Logan, 60, said he couldn’t have done what he did without his wife.  

“She took care of the kids. We have four wonderful kids, mostly because of her,” said Logan, an employee of Kreider Services.  

In April, Logan lost his bid for another term. Village Trustee David Atkinson got 47 percent of the vote to Logan’s 37 percent, with Tony Schaneberg receiving 16 percent. 

Logan said Atkinson’s victory was what God wanted.  

“David is a brother in Christ. The community will have good leadership,” Logan said. “David and I are good friends. ... His family and my family go back 45 or 50 years.”  

Atkinson, who presented the plaque to Logan, returned the kind words.  

“I do appreciate the job that Bob has done the last 20 years. My efforts to run against him weren’t to flip the village upside down,” Atkinson said.  

Rather, he said, he was honoring the commitment to village residents that he would run.

At the time he made the promise, Logan had been planning to run for Lee County Board. Logan gave up the county bid, saying he wanted to focus on the village.  

“All through the campaign process, we talked,” Atkinson said. “He has been my biggest helper as mayor.”
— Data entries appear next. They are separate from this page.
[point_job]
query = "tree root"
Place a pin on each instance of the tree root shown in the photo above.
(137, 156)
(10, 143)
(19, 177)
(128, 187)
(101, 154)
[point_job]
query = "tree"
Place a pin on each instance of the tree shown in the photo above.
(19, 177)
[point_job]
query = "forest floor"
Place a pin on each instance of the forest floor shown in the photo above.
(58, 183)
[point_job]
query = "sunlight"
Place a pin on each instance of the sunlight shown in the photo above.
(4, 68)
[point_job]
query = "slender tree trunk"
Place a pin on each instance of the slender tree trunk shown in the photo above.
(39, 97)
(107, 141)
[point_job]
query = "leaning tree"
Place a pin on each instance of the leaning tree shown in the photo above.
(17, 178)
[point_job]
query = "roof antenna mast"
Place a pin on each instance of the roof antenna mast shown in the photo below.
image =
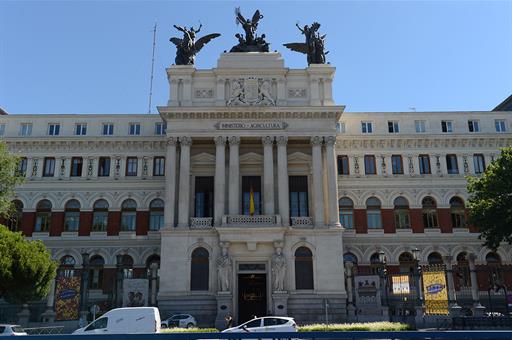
(152, 68)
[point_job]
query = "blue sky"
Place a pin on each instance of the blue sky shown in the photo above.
(95, 56)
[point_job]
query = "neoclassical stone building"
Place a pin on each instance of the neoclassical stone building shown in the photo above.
(255, 194)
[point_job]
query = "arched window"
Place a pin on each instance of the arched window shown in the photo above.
(128, 215)
(463, 273)
(435, 259)
(494, 265)
(401, 211)
(303, 269)
(72, 215)
(67, 266)
(43, 215)
(346, 212)
(199, 269)
(373, 213)
(429, 211)
(14, 221)
(156, 214)
(457, 212)
(125, 263)
(96, 264)
(406, 263)
(100, 215)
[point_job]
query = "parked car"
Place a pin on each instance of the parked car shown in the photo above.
(11, 330)
(265, 324)
(180, 320)
(127, 320)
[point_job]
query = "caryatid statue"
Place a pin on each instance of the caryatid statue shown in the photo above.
(314, 45)
(188, 47)
(278, 269)
(224, 266)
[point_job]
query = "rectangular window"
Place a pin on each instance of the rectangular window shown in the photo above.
(160, 128)
(424, 164)
(134, 129)
(76, 167)
(451, 164)
(298, 186)
(366, 127)
(473, 126)
(22, 167)
(104, 167)
(369, 165)
(447, 126)
(49, 167)
(53, 129)
(108, 129)
(80, 129)
(340, 127)
(420, 126)
(159, 166)
(25, 129)
(500, 125)
(343, 165)
(397, 165)
(393, 127)
(479, 163)
(131, 166)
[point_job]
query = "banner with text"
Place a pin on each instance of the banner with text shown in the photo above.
(435, 292)
(67, 298)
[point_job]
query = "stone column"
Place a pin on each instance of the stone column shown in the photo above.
(184, 189)
(234, 175)
(170, 183)
(268, 175)
(332, 182)
(282, 180)
(220, 180)
(318, 189)
(478, 309)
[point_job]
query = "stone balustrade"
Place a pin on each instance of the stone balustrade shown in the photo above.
(201, 222)
(302, 222)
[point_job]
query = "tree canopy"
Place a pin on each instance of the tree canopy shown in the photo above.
(490, 201)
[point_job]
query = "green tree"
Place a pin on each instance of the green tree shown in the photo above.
(490, 201)
(26, 267)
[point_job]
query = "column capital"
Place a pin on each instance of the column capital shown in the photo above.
(267, 140)
(316, 140)
(172, 141)
(234, 140)
(282, 140)
(186, 140)
(330, 140)
(219, 140)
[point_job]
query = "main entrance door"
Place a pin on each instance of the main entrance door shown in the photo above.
(252, 296)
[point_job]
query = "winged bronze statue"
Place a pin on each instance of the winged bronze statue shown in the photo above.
(314, 45)
(188, 47)
(251, 42)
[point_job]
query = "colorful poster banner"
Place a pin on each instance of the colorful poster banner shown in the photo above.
(135, 292)
(435, 292)
(400, 284)
(67, 298)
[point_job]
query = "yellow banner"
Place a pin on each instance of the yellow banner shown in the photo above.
(435, 293)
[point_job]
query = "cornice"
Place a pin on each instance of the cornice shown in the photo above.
(251, 112)
(422, 142)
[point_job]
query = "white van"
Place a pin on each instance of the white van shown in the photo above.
(125, 321)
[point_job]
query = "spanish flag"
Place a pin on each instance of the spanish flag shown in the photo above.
(251, 202)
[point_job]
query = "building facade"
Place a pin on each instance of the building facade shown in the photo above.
(252, 193)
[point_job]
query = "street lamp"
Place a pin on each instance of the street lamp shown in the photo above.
(383, 273)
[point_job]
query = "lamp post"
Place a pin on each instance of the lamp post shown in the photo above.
(417, 276)
(383, 273)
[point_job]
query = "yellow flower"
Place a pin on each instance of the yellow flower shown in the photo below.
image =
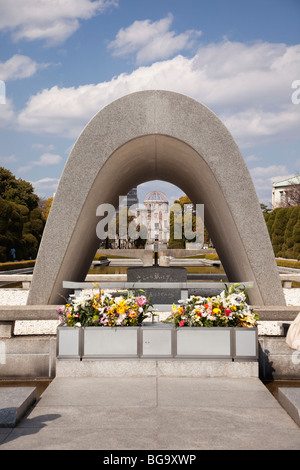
(216, 310)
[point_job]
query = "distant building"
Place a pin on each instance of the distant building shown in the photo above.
(132, 197)
(154, 215)
(286, 193)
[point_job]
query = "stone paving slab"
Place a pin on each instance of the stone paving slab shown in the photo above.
(155, 413)
(14, 403)
(290, 400)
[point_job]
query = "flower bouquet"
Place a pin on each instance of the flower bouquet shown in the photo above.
(100, 309)
(229, 309)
The event honoring Logan, who was wearing a suit with a U.S. flag tie, was held at the public library. Among those attending were state Sen. Tim Bivins, R-Dixon, who called Logan “a class act.”

In recent years, Logan has been one of the leading opponents of wind farm development in Lee County. That effort has changed minds. The county’s zoning board, long a supporter of such development, came out against the latest wind farm project a couple of months ago, though the County Board ultimately approved it.

Logan also has advocated open-government laws. In 2011, he asked the county to follow a new state law that required public input during meetings. The county refused to do so with its ad hoc wind farm committee, so Logan took the matter to the attorney general, who sided with Logan.

He also unsuccessfully fought against Sunday liquor sales at Casey’s General Store.

“I haven’t been able to see the benefit,” Logan said at Sunday’s event.